Interrupted childhood: Two children from Gampong Gunci village stand in a temporary housing complex on Feb. 16 in Sawang, North Aceh, Aceh. A total of 326 residents from 85 families have been living in the emergency shelters for three months after flash floods and landslides struck their village in late November 2025. They are scheduled to relocate to temporary housing at the start of Ramadan. (Antara/Aprillio Akbar)
n a recent Jakarta Arts Council public lecture at Taman Ismail Marzuki, writer Intan Paramaditha and Acehnese historian Raisa Kamila, both of Sekolah Pemikiran Perempuan, discussed how the experiences of disaster survivors are often sidelined and reduced to mere statistics.

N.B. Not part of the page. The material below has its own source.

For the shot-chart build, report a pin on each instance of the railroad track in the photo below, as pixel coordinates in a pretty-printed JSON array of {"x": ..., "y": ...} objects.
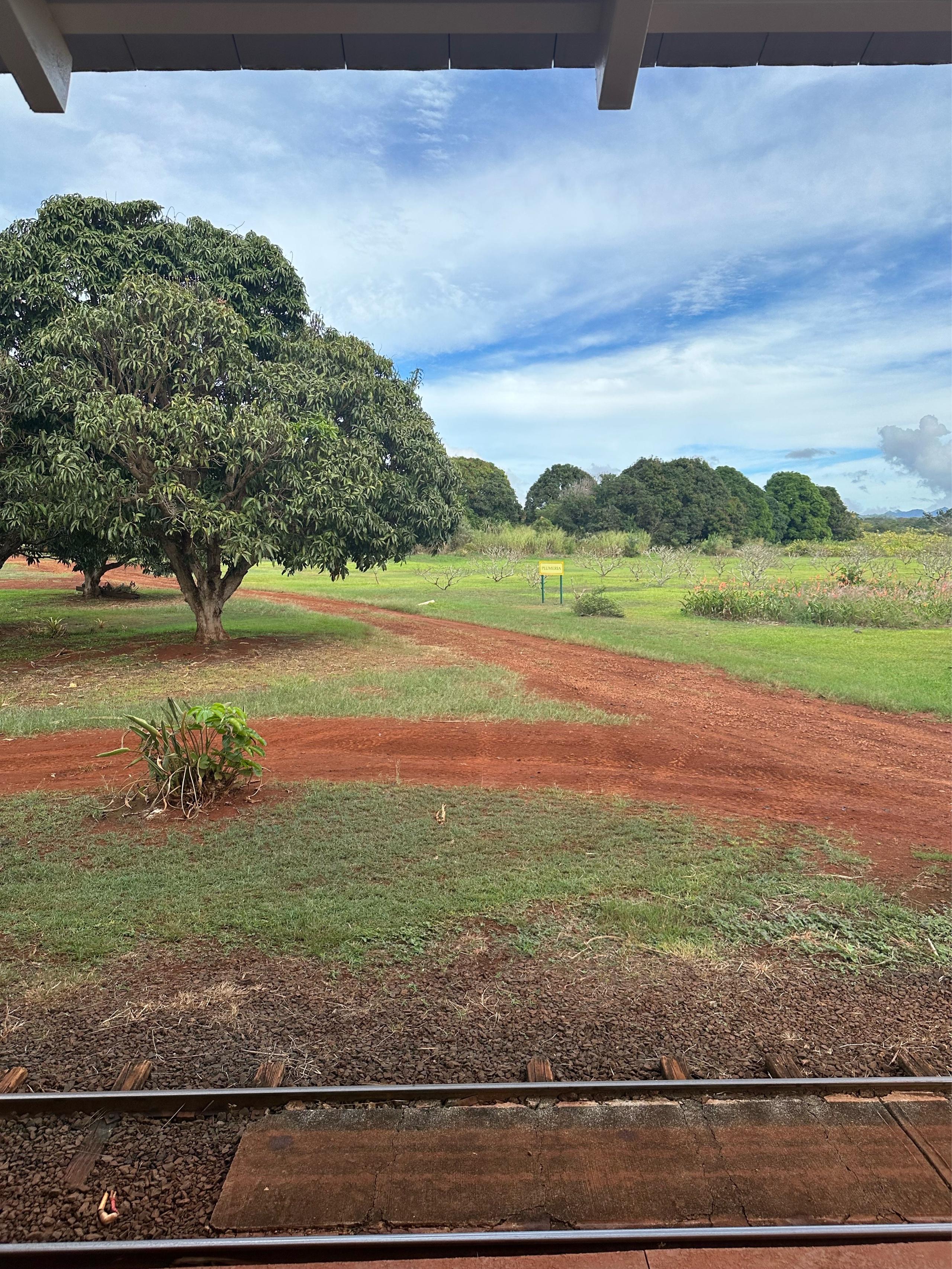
[{"x": 355, "y": 1173}]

A song, Untong Kamoe Nyoe (Our Good Fortune), played softly on Jan. 28, accompanying Raisa’s lecture on displacement.
The song captures fragility, exhaustion, gratitude and the confusion of displaced people.
For Raisa, it evoked memories of displacement in Aceh that she witnessed during the armed conflict and in the aftermath of the tsunami more than two decades ago.
Raisa said authorities often simplify displaced residents into numbers, overlooking their memories and local wisdom in decision making and in historical records.
In the archives she studied, history is mostly recorded from the perspective of the settled and the powerful, including sultans, nobles and religious leaders. Displaced people appear only as background figures or footnotes, rarely accounted for as subjects with their own memories, knowledge and survival strategies.
“By placing displaced people at the center of history, we can get a more nuanced understanding of disaster history. Forced mobility is not just a momentary response to a crisis. It reshapes people’s lives, social ties and how they survive risk,” she said.